This past weekend I attended a family wedding. That meant driving 3 1/2 hours into the mountains of NC and across a particularly steep and winding piece of highway known as Caesar’s Head.
I enjoy driving through the tight curves and switchbacks that this road provides, and Saturday was a beautiful, sunny day. The views across the mountains and through the valleys were breathtaking. However, the memories of making this trip as a child tell a much different story.
We made the trip from Georgia to North Carolina quite often to visit family when I was growing up. I never minded the ride except when we got to Caesar’s Head. That’s probably because I was prone to getting a little car sick and so were my sister and brother. I always thought it was genetic, but as I got older I was quite sure it was my father’s driving style that tended to turn our gills green.
You see, Daddy liked to drive fast and he loved trying to straighten out those hairpin curves on that mountain road. As an adult who drives just like her father, I can appreciate the driving pleasure he got from racing across that stretch of road. But as kids, there wasn’t enough Dramamine in the world to conquer our nausea.
Mom was prepared, though! She improvised by providing her own version of the air sick bag provided by the airlines. She used empty bread bags with a couple of paper towels shoved in the bottom for good measure. And they weren’t just any kind of bread bags. They were Sunbeam bread bags. Sunbeam white bread.
There were many trips I can remember having my head inside one of those bags while hearing my Daddy squeal with glee as he slung the car around another curve. Mom would reprimand him to slow down because he was making the kids sick, and if the truth were told she was looking for a bread bag of her own.
Do you know to this day I can’t eat Sunbeam bread? Even the faintest whiff of the inside of a bread bag starts my stomach churning.

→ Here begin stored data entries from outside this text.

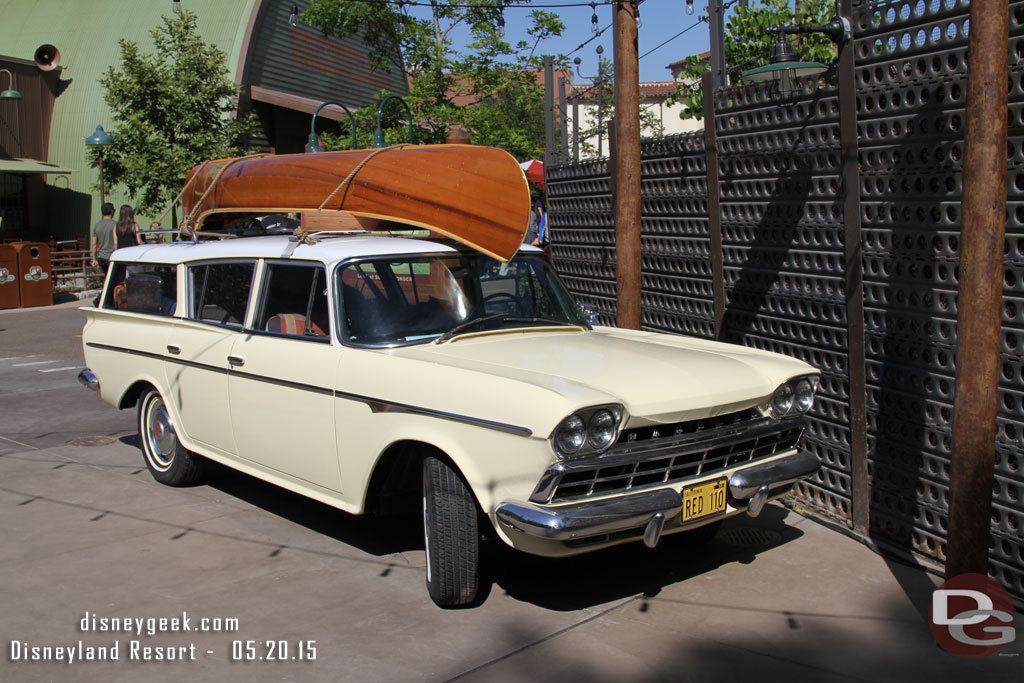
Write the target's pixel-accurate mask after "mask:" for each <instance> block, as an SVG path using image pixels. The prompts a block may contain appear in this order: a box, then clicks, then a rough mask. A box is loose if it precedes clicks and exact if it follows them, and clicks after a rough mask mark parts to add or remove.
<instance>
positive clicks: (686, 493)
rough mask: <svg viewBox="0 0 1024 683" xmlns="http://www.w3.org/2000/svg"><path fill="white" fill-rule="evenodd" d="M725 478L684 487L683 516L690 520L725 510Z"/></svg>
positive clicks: (699, 483)
mask: <svg viewBox="0 0 1024 683" xmlns="http://www.w3.org/2000/svg"><path fill="white" fill-rule="evenodd" d="M725 488H726V480H725V479H715V480H714V481H706V482H705V483H698V484H696V485H694V486H686V487H685V488H683V517H682V521H684V522H688V521H691V520H693V519H699V518H700V517H707V516H709V515H714V514H718V513H719V512H725Z"/></svg>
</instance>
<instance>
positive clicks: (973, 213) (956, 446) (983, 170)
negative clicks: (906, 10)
mask: <svg viewBox="0 0 1024 683" xmlns="http://www.w3.org/2000/svg"><path fill="white" fill-rule="evenodd" d="M1009 31H1010V16H1009V10H1008V7H1007V2H1006V0H973V2H972V3H971V34H970V38H969V39H968V56H969V58H970V66H969V68H968V77H967V127H966V132H965V157H964V187H965V193H964V199H963V202H962V204H961V208H962V211H961V213H962V215H963V224H962V226H961V245H962V247H961V261H959V263H961V266H959V267H961V281H959V294H958V298H957V300H958V305H957V314H956V397H955V399H954V403H953V438H952V459H951V466H950V473H949V531H948V537H947V545H946V577H947V578H949V577H955V575H957V574H961V573H981V574H985V573H987V572H988V543H989V539H990V537H991V521H990V520H991V515H992V484H993V483H994V478H995V469H994V468H995V457H994V451H995V427H996V424H995V416H996V413H997V398H998V385H999V333H1000V308H1001V304H1002V269H1004V262H1002V246H1004V245H1002V243H1004V239H1005V234H1006V220H1007V214H1006V211H1007V77H1008V67H1007V44H1008V43H1009V40H1010V33H1009Z"/></svg>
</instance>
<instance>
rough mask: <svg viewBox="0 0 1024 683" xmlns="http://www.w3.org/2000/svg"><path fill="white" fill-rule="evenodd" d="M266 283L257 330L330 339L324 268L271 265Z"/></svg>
mask: <svg viewBox="0 0 1024 683" xmlns="http://www.w3.org/2000/svg"><path fill="white" fill-rule="evenodd" d="M263 281H264V285H263V292H262V294H261V296H260V304H259V309H258V310H257V313H256V322H255V328H256V330H260V331H263V332H271V333H274V334H282V335H289V336H293V337H302V338H305V339H321V340H325V339H329V338H330V335H329V333H328V331H329V330H330V329H331V325H330V313H329V312H328V303H327V271H326V270H325V269H324V267H323V266H318V265H295V264H291V263H270V264H268V265H267V266H266V275H265V276H264V279H263Z"/></svg>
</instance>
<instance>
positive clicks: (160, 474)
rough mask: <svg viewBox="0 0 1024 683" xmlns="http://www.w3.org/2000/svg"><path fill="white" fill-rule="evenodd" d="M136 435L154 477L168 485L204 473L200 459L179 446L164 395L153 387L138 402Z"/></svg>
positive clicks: (190, 478)
mask: <svg viewBox="0 0 1024 683" xmlns="http://www.w3.org/2000/svg"><path fill="white" fill-rule="evenodd" d="M138 438H139V441H141V444H140V447H141V449H142V457H143V458H144V459H145V466H146V467H147V468H148V469H150V473H151V474H152V475H153V478H154V479H156V480H157V481H159V482H160V483H163V484H167V485H168V486H185V485H188V484H190V483H195V482H196V481H198V480H199V478H200V477H201V476H202V474H203V459H202V458H201V457H200V456H197V455H196V454H194V453H191V452H190V451H188V450H187V449H185V447H184V446H182V445H181V442H180V441H179V440H178V433H177V431H175V429H174V422H173V421H172V420H171V416H170V414H169V413H168V412H167V405H166V404H165V403H164V397H163V396H161V395H160V392H159V391H157V390H155V389H150V390H148V391H146V392H144V393H143V394H142V398H141V400H140V401H139V403H138Z"/></svg>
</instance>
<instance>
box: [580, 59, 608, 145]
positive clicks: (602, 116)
mask: <svg viewBox="0 0 1024 683" xmlns="http://www.w3.org/2000/svg"><path fill="white" fill-rule="evenodd" d="M594 51H595V52H596V53H597V76H584V75H583V73H581V72H580V63H581V59H580V57H577V58H575V59H573V60H572V63H574V65H575V70H577V74H579V76H580V78H585V79H587V80H588V81H593V82H594V85H592V86H591V89H593V88H597V156H598V157H602V156H603V155H604V148H603V147H604V145H603V141H604V82H605V80H606V76H605V74H604V66H603V65H602V63H601V55H602V54H604V48H603V47H602V46H600V45H598V46H597V47H596V48H594ZM575 98H577V102H579V101H580V93H579V92H578V93H577V94H575ZM574 121H575V119H574V118H573V127H575V123H574ZM575 156H577V159H579V157H580V155H579V154H577V155H575Z"/></svg>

And Sis and I have compared notes and it seems she has the same affliction; an aversion to white bread and bread bags as a whole.
All these memories came back to me Saturday as I made the drive over those familar roads with Sis and Mom. My Daddy can’t drive anymore due to health problems and I know he misses those opportunities. So, in his honor, I made sure I drove a little too fast through those curves and I even gave a squeal of delight at one point as I rounded a turn.